MDFormer: a multi-scale dense dilated transformer model for 3D medical image segmentation.
Authors
Affiliations (3)
Affiliations (3)
- School of Medical and Information Engineering, Key Laboratory of Prevention and Treatment of Cardiovascular and Cerebrovascular Diseases, Ministry of Education, Jiangxi Provincial Key Laboratory of Tissue Engineering (2024SSY06291), Gannan Medical University, Ganzhou, 341000, China.
- Science & Technology Institute, Wuhan Textile University, Wuhan, 430200, China.

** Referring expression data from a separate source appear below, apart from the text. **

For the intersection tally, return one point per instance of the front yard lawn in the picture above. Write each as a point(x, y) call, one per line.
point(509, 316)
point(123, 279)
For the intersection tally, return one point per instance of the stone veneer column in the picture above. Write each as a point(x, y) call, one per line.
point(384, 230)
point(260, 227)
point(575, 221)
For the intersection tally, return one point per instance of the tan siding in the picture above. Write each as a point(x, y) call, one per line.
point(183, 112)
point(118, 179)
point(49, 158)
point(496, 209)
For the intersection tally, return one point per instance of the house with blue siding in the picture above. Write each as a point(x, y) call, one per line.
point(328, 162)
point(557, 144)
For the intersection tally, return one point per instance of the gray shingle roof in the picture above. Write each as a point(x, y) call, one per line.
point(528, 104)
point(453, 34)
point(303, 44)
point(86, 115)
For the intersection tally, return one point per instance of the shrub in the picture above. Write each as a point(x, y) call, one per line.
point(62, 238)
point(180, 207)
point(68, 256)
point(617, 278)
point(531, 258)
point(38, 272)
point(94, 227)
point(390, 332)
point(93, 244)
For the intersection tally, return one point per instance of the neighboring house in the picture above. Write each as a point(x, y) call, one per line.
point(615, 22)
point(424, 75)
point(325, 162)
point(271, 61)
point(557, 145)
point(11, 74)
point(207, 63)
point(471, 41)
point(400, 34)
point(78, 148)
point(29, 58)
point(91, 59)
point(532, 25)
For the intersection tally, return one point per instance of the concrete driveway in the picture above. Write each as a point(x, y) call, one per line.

- School of Medical and Information Engineering, Key Laboratory of Prevention and Treatment of Cardiovascular and Cerebrovascular Diseases, Ministry of Education, Jiangxi Provincial Key Laboratory of Tissue Engineering (2024SSY06291), Gannan Medical University, Ganzhou, 341000, China. [email protected].
Abstract
To improve the precision of medical image segmentation for enhanced clinical diagnosis and treatment, this study focuses on overcoming the limitations of existing models in capturing multi-scale information under resolution constraints while maintaining efficiency without compromising accuracy. We developed a multi-scale dense dilated Transformer (MDFormer), which integrates the multi-scale dense dilated self-attention (MDDSA) module. This module dynamically adjusts the size of the dense dilated matrix based on the resolution characteristics, enabling spatial downsampling at a fixed resolution and cross-scale information aggregation to effectively reduce computational costs. Our model achieved DSC of 92.7% on the ACDC dataset and 86.88% on the Synapse dataset, with 37.7 M parameters and 47.39G FLOPs. Paired T-tests were performed, demonstrating statistically significant improvements in segmentation performance compared to other models. The proposed MDFormer significantly enhances medical image segmentation through the effective leveraging of multi-scale information extraction, demonstrating promising potential in various medical image segmentation tasks and laying a solid foundation for future advancements in transformer-based models.